Once they have left their country of origin, refugees are able to apply to the Australian government for a humanitarian visa. Angelo Tat, a 33 year old Sudanese man who has been in Australia for two years, tips his head forward to reveal the bald patch on his head where the Islamic government hit him with an electric iron bar, believing he was an informant for the SPLA. He bares his teeth, to show two gold incisors: these replace the teeth they knocked out. Forced to leave his country, for fear of his own execution, he fled to Libya. He is a tall gentle man, who works as a supervisor at SAIL, stooping to sweep the hall clean at the end of the day with his two-year-old son pattering around at his feet. Tat smiles warmly when he talks about Australia, this country which his child was born in, ‘Australia is good…a peaceful country’.

Many of the families at SAIL fled Sudan to refugee camps in bordering countries, such as Kakuma in Northern Kenya. These camps are often dangerous place with high rates of rape and violence. Places where people who don’t belong are lumped together, in barren and remote conditions. ‘What was Kakuma like?’ a woman asks the young girl she is tutoring. ‘Like Phillip Island,’ the girl replies, ‘we played basketball everyday.’

The disparity between illusion and truth can be a fine line for many children, who have suffered innumerable shocks: fleeing their home, witnessing violence and death, or even suffering from abuse themselves within the refugee camps. Despite these circumstances, the Sudanese people are extremely warm and cheerful, eager to share jokes and laugh. But as a result of this unstable existence, many of the children have had interrupted learning, making it very difficult for them to concentrate whilst being taught.

In one young girl, “Abul”, a tutor describes the classic symptoms of attention deficit disorder: a short concentration span, excessive energy and an inability to focus on any one thing. Watching the pair, Abul is boisterous and loud but her eyes flit around the room barely making contact with her tutor who is working incredibly hard, joking and playing with her, to get her to sit and read. So how does the program cope with the challenge of the students’ life experiences?

We deal with it by providing…lowest student-tutor ratios we possibly can’, Albert says, ‘developing mutual responsibility, being able to build up that relationship [and] having someone to depend upon is really at the centre of the healing process.’ The key, as Hopkins puts it is ‘consistency’. And even after a few weeks, Abul has started to concentrate and open up more, as her friendship with her tutor develops. A real leap forward comes when she spontaneously begins to teach her tutor Arabic, writing the characters on the page and translating them into English.

In 2001, from a list of 5000 volunteer organisations across Australia, SAIL won the National Community Link Volunteer Award and was also acknowledged by the City of Maribyrnong for Contributions to Education. SAIL continues to expand and develop to meet the needs of the burgeoning Sudanese population. Only last week a tutor arrived at a families house and instead of two kids, four fell out of the house: new arrivals from Kenya.

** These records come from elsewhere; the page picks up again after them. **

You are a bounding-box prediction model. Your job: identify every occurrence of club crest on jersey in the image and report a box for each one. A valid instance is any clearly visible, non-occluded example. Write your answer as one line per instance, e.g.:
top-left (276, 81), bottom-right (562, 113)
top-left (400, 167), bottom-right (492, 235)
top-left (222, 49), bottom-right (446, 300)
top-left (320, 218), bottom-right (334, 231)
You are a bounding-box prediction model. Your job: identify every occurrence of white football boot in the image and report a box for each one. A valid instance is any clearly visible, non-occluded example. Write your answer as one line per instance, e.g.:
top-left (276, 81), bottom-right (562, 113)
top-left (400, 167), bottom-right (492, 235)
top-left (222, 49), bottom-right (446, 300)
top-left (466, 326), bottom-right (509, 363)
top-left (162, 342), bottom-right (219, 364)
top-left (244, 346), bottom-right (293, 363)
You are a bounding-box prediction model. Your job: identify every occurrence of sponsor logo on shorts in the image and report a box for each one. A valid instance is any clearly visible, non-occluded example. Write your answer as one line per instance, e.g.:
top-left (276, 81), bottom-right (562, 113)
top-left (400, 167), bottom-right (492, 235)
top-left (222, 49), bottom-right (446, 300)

It is clear to Albert and Hopkins that to cope with the program’s expansion, the infrastructure of SAIL will have to be reshaped. Given that they have taken on what is a full-time job, along with study and work, how do they manage to invest so much of themselves? The answer is clear when Hopkins tells another story.

She describes two children who arrived at the program, who were extremely fragile, ‘They did not speak, interact with anyone. They were like cyphers…just like a child with heart beating, that’s it,’ she says awestruck. A few weeks after arriving, she and Albert sat reading with them in the library and, Hopkins says with amazement, ‘they started to talk!…We were just like “yes!”. It was like a full on breakthrough.’ There is a moment of silence, of appreciation of this fact before Albert says, ‘I remember sitting here…And we said at that point, this is why we do it.’